Production AI agents fail on tool calls 3–15% of the time. That's not a failure rate you fix — it's a reality you design around.
The teams that have designed around it have circuit breakers: token budgets, retry limits, cost anomaly alerts wired to incident response.
The teams that haven't find out from their AWS bill.
This article is about the reliability infrastructure between those two outcomes.
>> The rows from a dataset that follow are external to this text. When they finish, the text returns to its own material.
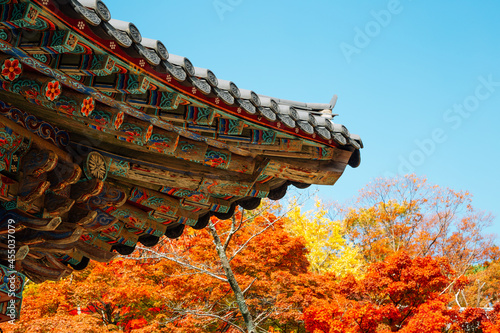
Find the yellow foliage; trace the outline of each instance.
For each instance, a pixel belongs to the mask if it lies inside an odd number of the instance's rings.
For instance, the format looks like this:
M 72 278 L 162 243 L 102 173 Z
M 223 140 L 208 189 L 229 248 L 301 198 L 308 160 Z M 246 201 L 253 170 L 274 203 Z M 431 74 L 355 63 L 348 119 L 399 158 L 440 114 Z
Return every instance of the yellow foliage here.
M 288 213 L 287 230 L 304 238 L 311 270 L 338 276 L 359 274 L 362 265 L 359 251 L 343 237 L 341 222 L 329 219 L 328 210 L 320 201 L 316 201 L 314 210 L 307 212 L 302 212 L 295 203 L 292 207 Z

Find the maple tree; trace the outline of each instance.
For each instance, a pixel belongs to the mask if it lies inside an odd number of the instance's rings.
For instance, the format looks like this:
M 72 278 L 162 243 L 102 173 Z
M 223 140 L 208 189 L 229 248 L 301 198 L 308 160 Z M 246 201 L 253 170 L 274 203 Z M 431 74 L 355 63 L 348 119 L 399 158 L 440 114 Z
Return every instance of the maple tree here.
M 61 281 L 28 283 L 4 332 L 500 332 L 498 248 L 470 195 L 379 180 L 317 204 L 212 218 Z M 215 243 L 214 243 L 215 242 Z M 482 307 L 482 308 L 481 308 Z
M 498 256 L 493 238 L 484 234 L 491 222 L 491 215 L 472 207 L 470 193 L 415 175 L 370 183 L 343 220 L 346 237 L 368 263 L 405 250 L 412 256 L 446 257 L 461 273 Z
M 311 270 L 339 276 L 360 271 L 358 248 L 345 239 L 341 222 L 328 217 L 325 205 L 316 200 L 315 209 L 307 212 L 294 202 L 291 207 L 287 228 L 292 235 L 304 238 Z
M 304 332 L 303 309 L 333 294 L 333 275 L 308 270 L 303 239 L 286 231 L 285 220 L 239 211 L 212 221 L 260 331 Z M 71 317 L 82 332 L 245 331 L 209 229 L 138 246 L 130 258 L 93 263 L 58 283 L 30 284 L 24 302 L 21 320 L 10 327 L 17 332 L 45 332 Z
M 406 252 L 372 263 L 363 277 L 352 275 L 338 281 L 338 296 L 321 300 L 304 313 L 312 333 L 334 332 L 499 332 L 495 310 L 451 308 L 451 284 L 456 279 L 445 258 L 417 257 Z

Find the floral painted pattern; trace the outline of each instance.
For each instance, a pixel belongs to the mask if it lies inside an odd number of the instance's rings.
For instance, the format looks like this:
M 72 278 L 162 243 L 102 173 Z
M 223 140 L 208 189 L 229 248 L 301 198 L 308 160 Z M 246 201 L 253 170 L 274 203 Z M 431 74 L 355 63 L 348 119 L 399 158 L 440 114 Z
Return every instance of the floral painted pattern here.
M 50 81 L 47 83 L 47 86 L 45 88 L 45 97 L 49 101 L 54 101 L 56 98 L 58 98 L 61 95 L 61 84 L 59 81 Z
M 14 58 L 6 59 L 2 65 L 2 76 L 10 81 L 17 79 L 22 71 L 21 63 Z
M 125 117 L 124 112 L 119 112 L 115 119 L 115 129 L 119 129 L 123 124 L 123 118 Z
M 95 102 L 92 97 L 87 97 L 82 102 L 82 114 L 88 117 L 89 114 L 94 111 Z

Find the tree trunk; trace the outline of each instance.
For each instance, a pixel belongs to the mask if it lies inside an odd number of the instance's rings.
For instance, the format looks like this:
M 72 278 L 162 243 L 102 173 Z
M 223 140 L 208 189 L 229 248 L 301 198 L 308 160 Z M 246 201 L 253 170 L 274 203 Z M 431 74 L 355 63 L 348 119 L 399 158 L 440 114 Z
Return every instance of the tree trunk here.
M 229 285 L 231 285 L 231 289 L 233 289 L 234 295 L 236 296 L 236 302 L 238 303 L 241 315 L 245 320 L 247 331 L 248 333 L 257 333 L 255 323 L 245 301 L 245 296 L 241 291 L 238 281 L 236 281 L 236 278 L 234 277 L 233 270 L 231 269 L 231 265 L 229 264 L 229 259 L 226 256 L 226 251 L 224 251 L 224 246 L 222 245 L 219 234 L 217 233 L 217 230 L 215 230 L 212 221 L 208 223 L 208 229 L 210 230 L 210 233 L 214 238 L 215 249 L 217 250 L 217 254 L 219 255 L 222 267 L 224 268 L 227 280 L 229 281 Z

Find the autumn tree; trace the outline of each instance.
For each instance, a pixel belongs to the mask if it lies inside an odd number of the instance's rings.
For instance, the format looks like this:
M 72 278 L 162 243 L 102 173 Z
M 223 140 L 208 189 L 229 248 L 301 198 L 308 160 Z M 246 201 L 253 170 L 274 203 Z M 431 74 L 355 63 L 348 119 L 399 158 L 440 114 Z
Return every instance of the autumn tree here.
M 446 257 L 461 273 L 496 255 L 498 247 L 484 234 L 491 222 L 491 215 L 472 207 L 470 193 L 414 175 L 376 179 L 343 219 L 346 236 L 367 262 L 405 250 L 413 257 Z
M 308 270 L 303 239 L 287 232 L 286 218 L 238 211 L 232 220 L 212 223 L 256 330 L 305 332 L 303 310 L 332 297 L 334 279 Z M 71 322 L 92 332 L 246 331 L 210 230 L 190 229 L 177 240 L 138 248 L 58 283 L 31 285 L 21 321 L 5 329 L 45 332 Z
M 294 202 L 291 207 L 287 229 L 292 235 L 304 239 L 312 271 L 333 272 L 338 276 L 360 271 L 359 250 L 346 240 L 342 223 L 329 216 L 328 207 L 319 200 L 316 200 L 315 208 L 307 212 Z
M 306 310 L 306 328 L 315 333 L 397 332 L 420 323 L 419 332 L 441 332 L 451 322 L 444 311 L 450 296 L 443 292 L 461 283 L 455 277 L 446 259 L 391 254 L 370 264 L 361 278 L 339 280 L 336 299 Z M 435 316 L 429 323 L 428 312 Z

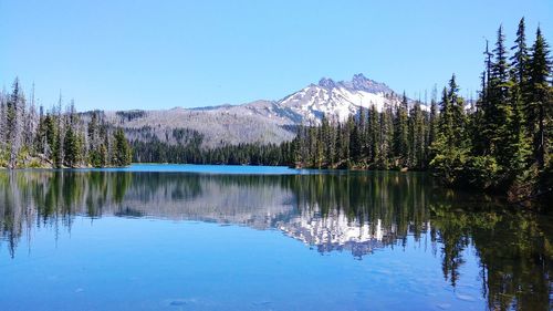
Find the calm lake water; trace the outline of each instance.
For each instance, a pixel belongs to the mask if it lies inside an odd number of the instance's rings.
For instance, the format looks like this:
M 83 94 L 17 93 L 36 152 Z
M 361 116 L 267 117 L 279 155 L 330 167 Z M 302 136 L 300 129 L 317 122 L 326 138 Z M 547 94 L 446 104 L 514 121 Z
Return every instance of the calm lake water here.
M 0 172 L 0 310 L 551 310 L 553 219 L 424 174 Z

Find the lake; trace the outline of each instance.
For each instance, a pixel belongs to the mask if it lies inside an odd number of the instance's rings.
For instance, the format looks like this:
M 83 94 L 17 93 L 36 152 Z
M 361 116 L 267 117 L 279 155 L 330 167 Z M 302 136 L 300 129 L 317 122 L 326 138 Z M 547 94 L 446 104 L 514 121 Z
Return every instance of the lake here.
M 553 218 L 397 172 L 0 172 L 0 310 L 551 310 Z

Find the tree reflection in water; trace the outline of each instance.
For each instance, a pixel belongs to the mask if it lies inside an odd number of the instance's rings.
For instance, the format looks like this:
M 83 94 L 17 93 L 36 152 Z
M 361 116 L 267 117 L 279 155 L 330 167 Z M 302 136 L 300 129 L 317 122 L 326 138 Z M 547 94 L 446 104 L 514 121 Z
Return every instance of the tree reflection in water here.
M 2 243 L 14 256 L 34 228 L 71 230 L 75 216 L 155 217 L 274 228 L 321 252 L 430 238 L 451 287 L 476 249 L 490 310 L 551 309 L 551 217 L 492 197 L 441 189 L 424 174 L 201 175 L 94 170 L 0 173 Z

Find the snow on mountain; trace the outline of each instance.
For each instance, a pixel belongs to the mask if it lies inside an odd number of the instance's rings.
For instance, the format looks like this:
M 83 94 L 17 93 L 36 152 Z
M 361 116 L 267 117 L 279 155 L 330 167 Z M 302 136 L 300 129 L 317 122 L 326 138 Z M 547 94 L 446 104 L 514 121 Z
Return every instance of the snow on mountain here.
M 323 77 L 319 84 L 311 84 L 279 101 L 279 105 L 301 115 L 305 123 L 317 123 L 323 115 L 345 121 L 361 107 L 376 106 L 382 112 L 385 106 L 398 102 L 398 95 L 386 84 L 359 73 L 346 82 Z
M 351 81 L 335 82 L 323 77 L 317 84 L 307 85 L 280 101 L 106 112 L 106 117 L 112 124 L 127 128 L 127 134 L 137 139 L 150 139 L 148 137 L 155 136 L 163 142 L 178 144 L 178 141 L 171 138 L 173 129 L 188 128 L 200 133 L 204 136 L 202 145 L 207 147 L 240 143 L 278 144 L 295 136 L 295 125 L 320 124 L 323 115 L 345 121 L 349 115 L 358 113 L 361 107 L 375 106 L 382 112 L 399 102 L 400 96 L 386 84 L 359 73 Z M 133 134 L 138 129 L 138 136 Z

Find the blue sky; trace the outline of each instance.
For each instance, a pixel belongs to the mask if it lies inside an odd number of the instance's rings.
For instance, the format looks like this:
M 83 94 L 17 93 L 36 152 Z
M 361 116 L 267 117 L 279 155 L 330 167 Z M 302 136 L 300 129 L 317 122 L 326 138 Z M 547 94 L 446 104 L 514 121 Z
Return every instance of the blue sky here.
M 80 111 L 278 100 L 354 73 L 409 96 L 478 87 L 484 38 L 519 19 L 553 44 L 553 1 L 0 0 L 0 84 Z M 531 44 L 532 42 L 529 42 Z

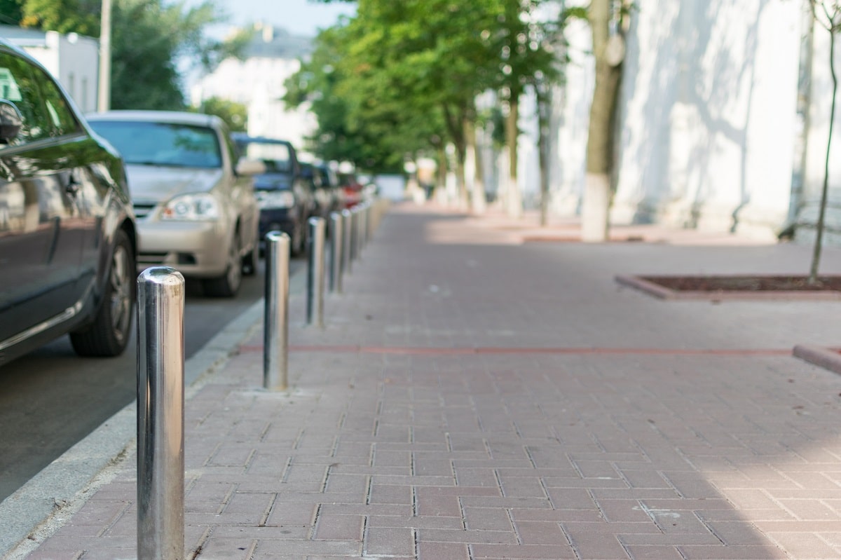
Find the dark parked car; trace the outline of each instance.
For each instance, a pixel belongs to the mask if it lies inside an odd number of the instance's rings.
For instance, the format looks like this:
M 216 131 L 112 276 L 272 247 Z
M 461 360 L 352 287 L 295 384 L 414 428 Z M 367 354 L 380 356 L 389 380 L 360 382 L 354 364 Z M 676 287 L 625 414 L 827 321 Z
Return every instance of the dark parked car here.
M 314 206 L 310 216 L 327 220 L 330 213 L 338 207 L 336 191 L 331 183 L 330 177 L 320 165 L 315 163 L 302 163 L 301 173 L 304 184 L 313 193 Z
M 70 333 L 125 349 L 136 237 L 119 155 L 58 83 L 0 40 L 0 363 Z
M 123 155 L 137 215 L 141 267 L 166 265 L 232 298 L 257 272 L 259 161 L 239 157 L 219 117 L 181 111 L 88 115 Z
M 283 231 L 289 235 L 292 253 L 300 254 L 306 247 L 307 219 L 315 202 L 302 176 L 294 146 L 287 140 L 241 133 L 233 137 L 241 155 L 266 165 L 266 172 L 254 177 L 261 241 L 265 242 L 269 231 Z
M 330 166 L 328 163 L 320 162 L 314 165 L 315 176 L 321 182 L 321 185 L 326 192 L 327 215 L 331 212 L 341 212 L 344 209 L 343 193 L 339 187 L 339 176 Z

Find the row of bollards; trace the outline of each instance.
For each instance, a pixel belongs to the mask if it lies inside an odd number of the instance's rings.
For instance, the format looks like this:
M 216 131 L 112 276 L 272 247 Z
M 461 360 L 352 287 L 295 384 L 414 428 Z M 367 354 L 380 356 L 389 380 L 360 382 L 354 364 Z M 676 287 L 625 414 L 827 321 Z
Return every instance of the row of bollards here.
M 383 206 L 359 204 L 330 215 L 329 289 L 342 293 L 371 239 Z M 308 325 L 324 326 L 325 245 L 321 218 L 309 222 Z M 266 236 L 263 387 L 288 385 L 289 236 Z M 137 278 L 137 558 L 184 558 L 184 277 L 153 267 Z

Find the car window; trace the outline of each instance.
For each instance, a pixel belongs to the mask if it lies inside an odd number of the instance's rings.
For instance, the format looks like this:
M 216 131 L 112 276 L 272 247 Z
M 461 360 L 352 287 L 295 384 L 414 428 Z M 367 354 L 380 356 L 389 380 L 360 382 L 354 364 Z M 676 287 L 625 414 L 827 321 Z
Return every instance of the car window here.
M 88 119 L 126 163 L 180 167 L 222 166 L 213 129 L 177 123 Z
M 244 156 L 252 160 L 261 160 L 266 164 L 266 171 L 276 173 L 288 173 L 292 171 L 292 155 L 286 144 L 273 142 L 248 142 Z
M 24 124 L 8 145 L 19 145 L 47 138 L 52 133 L 50 117 L 40 103 L 41 95 L 34 68 L 26 61 L 0 52 L 0 98 L 11 101 L 20 111 Z
M 82 129 L 78 121 L 67 105 L 61 92 L 56 83 L 50 80 L 40 68 L 33 70 L 38 81 L 44 104 L 46 106 L 52 124 L 52 135 L 62 135 L 78 132 Z

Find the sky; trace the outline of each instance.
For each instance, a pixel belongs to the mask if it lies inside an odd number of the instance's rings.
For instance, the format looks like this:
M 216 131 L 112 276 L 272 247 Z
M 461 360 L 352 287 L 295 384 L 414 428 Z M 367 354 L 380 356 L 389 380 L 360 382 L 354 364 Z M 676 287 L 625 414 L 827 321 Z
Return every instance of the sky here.
M 311 0 L 217 0 L 235 25 L 252 22 L 282 27 L 295 35 L 315 37 L 320 28 L 330 27 L 341 14 L 356 13 L 356 3 L 323 3 Z

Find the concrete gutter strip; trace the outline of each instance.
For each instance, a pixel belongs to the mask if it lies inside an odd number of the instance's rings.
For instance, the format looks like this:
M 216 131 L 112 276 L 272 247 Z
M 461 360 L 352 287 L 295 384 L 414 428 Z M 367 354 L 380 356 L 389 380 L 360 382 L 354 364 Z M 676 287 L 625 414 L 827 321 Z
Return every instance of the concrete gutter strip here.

The Retry Loop Failure Mode
When an AI agent calls a tool and gets an ambiguous response — not an error, not a success, just something unexpected — most agents do what they're designed to do: they try again. And again. And again.
Without a hard retry limit, this becomes a loop. Without a token budget cap, the loop has no ceiling. Without observability instrumentation specific to retry signatures, your standard dashboards show nothing unusual until the cost spike appears.
In documented production deployments, the cost spike is the first operational signal that something has gone wrong. By that point, if the agent has write permissions and has queued remediation actions, the incident may have worsened before anyone noticed the loop.
This is the reliability problem behind the cost problem. The bill is the symptom. The missing circuit breaker is the cause.
Why Standard SLIs Don't Catch It
Request latency: normal. The agent is responding within SLO. Error rate: zero. Every call returns something — just not what the agent expected. Availability: 100%. The agent is up and running.
The retry loop produces none of the infrastructure-layer signals your existing alerts are watching.
What it does produce is a Tool Invocation Efficiency (TIE) anomaly — your agent is making 4, 6, 8 tool calls per task when its baseline is 2. That ratio climbing is your early warning. It fires before the billing cycle closes. It fires before the incident escalates.
This is why TIE is a first-class SLI in the agentsre library. It catches what latency and error rate miss.
The Three Circuit Breakers
Every production AI agent needs three reliability controls specifically for the retry loop failure mode:
1. Hard Token Budget Per Session
Set a maximum token count per agent session. Not a soft recommendation in the system prompt — a hard limit enforced at the infrastructure layer. When the agent hits the limit, it stops executing and routes to your escalation path.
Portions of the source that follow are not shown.